Deux interrogations, en première analyse sans relation entre elles, sont à l’origine de cette note:
- Pourquoi Google sur qui les soupçons de pratiques anticoncurrentielles portés par la Commission Européenne semblent croitre depuis 2010 n’est-il toujour:pas condamné ? Pourtant à l’aulne du nombre et de la diversité des procédures engagées depuis 2010 et des discours prononcés par la Commission Européenne, la réalité des pratiques semble peu contestable.
- Pourquoi parle-t-on périodiquement de fusionner le CSA et l’Arcep ou de mettre en place une régulation indépendante du numérique sans jamais énoncer les objectifs de politique publique poursuivis et tout en attaquant le manque de contrôle des Autorités administratives indépendantes ?
Cette note vise à essayer de comprendre, en s’appuyant sur les nombreux travaux et réflexions–essentiellement économiques- disponibles, les enjeux de ce qu’on a appelé un peu vite la régulation des plateformes ou la régulation du numérique. Quels sont les enjeux, que peut-on faire et que faudrait-il faire.
Les enjeux macroéconomiques sont simples, la productivité et la croissance.
Face à la faiblesse de la croissance et aux craintes de stagnation séculaire auxquelles sont confrontés les pays industrialisés, l’investissement dans le numérique et sa diffusion dans le tissu national apparaissent, en particulier en France, comme une des marges de manœuvre permettant de desserrer l’étau. La traduction microéconomique est a priori de s’attaquer aux rentes de situation qui empêchent le développement de la productivité, tout en préservant les caractéristiques de notre modèle économique et social (forme d’emploi, sécurité des personnes, blanchiment, pluralisme …).
Comment ?
D’abord, il convient de revenir à des visions sectorielles, par chaine de valeur, et ne pas raisonner seulement en terme de plateforme au sens technique, Uber est en particulier un acteur du transport, AirBnb de l’hôtellerie etc. …. Evidemment il y a de nouvelles chaines de valeur qui se mettent en place. Ensuite il faut avoir conscience qu’aucune action sérieuse n’est possible au plan national, les modèles économiques sont mondiaux. Le droit de la concurrence – qui justement répondrait bien à cette vision sectorielle- est en situation de faiblesse car il ne sait pas encore bien analyser les pratiques de ces nouvelles plateformes au regard des canons du droit de la concurrence.

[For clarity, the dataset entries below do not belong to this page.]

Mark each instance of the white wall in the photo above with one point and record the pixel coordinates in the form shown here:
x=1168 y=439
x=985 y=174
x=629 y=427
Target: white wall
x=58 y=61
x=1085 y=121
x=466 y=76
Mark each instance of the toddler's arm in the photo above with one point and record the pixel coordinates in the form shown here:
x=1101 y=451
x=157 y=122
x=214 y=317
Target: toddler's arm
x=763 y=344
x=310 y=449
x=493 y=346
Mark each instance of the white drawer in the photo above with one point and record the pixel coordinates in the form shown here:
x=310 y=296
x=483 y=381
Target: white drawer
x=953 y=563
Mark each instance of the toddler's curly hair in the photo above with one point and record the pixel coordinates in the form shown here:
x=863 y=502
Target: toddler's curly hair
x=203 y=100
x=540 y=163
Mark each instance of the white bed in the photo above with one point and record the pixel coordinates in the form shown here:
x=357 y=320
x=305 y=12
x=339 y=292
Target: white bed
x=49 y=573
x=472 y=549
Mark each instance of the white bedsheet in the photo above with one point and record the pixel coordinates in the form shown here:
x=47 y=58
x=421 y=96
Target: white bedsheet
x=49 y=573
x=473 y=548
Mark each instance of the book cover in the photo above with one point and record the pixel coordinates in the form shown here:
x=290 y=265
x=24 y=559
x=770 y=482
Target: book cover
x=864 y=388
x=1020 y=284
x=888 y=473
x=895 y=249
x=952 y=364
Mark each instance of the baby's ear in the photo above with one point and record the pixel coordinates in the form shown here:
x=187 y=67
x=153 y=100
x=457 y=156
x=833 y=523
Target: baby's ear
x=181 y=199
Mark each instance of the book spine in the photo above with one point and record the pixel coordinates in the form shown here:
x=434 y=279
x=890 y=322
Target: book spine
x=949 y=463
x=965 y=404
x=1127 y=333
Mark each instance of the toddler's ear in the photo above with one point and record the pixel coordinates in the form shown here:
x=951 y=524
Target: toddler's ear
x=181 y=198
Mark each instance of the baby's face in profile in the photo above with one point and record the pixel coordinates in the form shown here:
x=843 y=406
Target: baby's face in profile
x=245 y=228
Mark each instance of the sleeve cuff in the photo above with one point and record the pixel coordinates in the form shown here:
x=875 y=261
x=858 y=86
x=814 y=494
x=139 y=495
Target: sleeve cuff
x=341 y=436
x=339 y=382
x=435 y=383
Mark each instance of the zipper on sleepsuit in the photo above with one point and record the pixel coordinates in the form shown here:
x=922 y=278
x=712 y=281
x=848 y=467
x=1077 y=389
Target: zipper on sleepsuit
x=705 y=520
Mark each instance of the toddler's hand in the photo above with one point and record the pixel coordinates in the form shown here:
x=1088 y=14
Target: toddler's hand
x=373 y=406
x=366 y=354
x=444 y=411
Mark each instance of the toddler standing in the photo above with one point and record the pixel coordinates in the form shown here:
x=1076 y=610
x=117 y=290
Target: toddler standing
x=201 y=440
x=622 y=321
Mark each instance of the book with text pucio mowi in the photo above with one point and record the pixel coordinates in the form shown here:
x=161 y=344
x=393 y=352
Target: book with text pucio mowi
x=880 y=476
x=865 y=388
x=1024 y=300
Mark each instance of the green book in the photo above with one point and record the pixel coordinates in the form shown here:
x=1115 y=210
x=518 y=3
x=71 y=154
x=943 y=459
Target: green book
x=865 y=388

Donc la solution passe par les pays européens à minima voire davantage (ex : fiscalité).
L’agenda numérique européen est foisonnant et s’attaque à la modernisation de nombreux pans de la législation, tant sectorielle que transversale. Au niveau national aussi des évolutions législatives ouvrent des perspectives. Mais le processus est lent et long car ce sont de très nombreuses régulations /réglementations (communications électroniques, audiovisuel, copyright, données personnelles, sécurité publique, emploi, …..) qu’il convient d’adapter au XXIème siècle.
Parler de « régulation » au sens des Autorités Administratives Indépendantes est prématuré tout simplement parce que nous ne savons pas encore bien ce que nous allons « réguler » et comment. Or la définition ne peut être purement et simplement délégué. Elle est du ressort de la définition des politiques publiques. Entre le moment où la question –relativement simple- de la neutralité du net a été posée et celui où les régulateurs peuvent s’en emparer, il a fallu presque 10 ans de débat technique et politique en Europe. Les sujets comme ceux de la loyauté des plateformes ou des algorithmes n’ont pas atteint ce niveau de maturité. Mais on ne pas attendre … et ne rien faire …..en attendant.
La note propose une démarche politique visant à améliorer la compréhension du comportement des acteurs et à créer les conditions de rapports de force (européens ou à plusieurs pays) plus équilibrés. L’asymétrie d’information est gigantesque et les acteurs ont une capacité à tester et à évoluer infiniment plus rapide que les vieux monopoles du XXème siècle. Il faut se donner des moyens intellectuels et politiques pour compenser ces handicaps. Il faut travailler à trouver des remèdes opératoires à des pratiques qui peuvent être très dommageables à notre économie.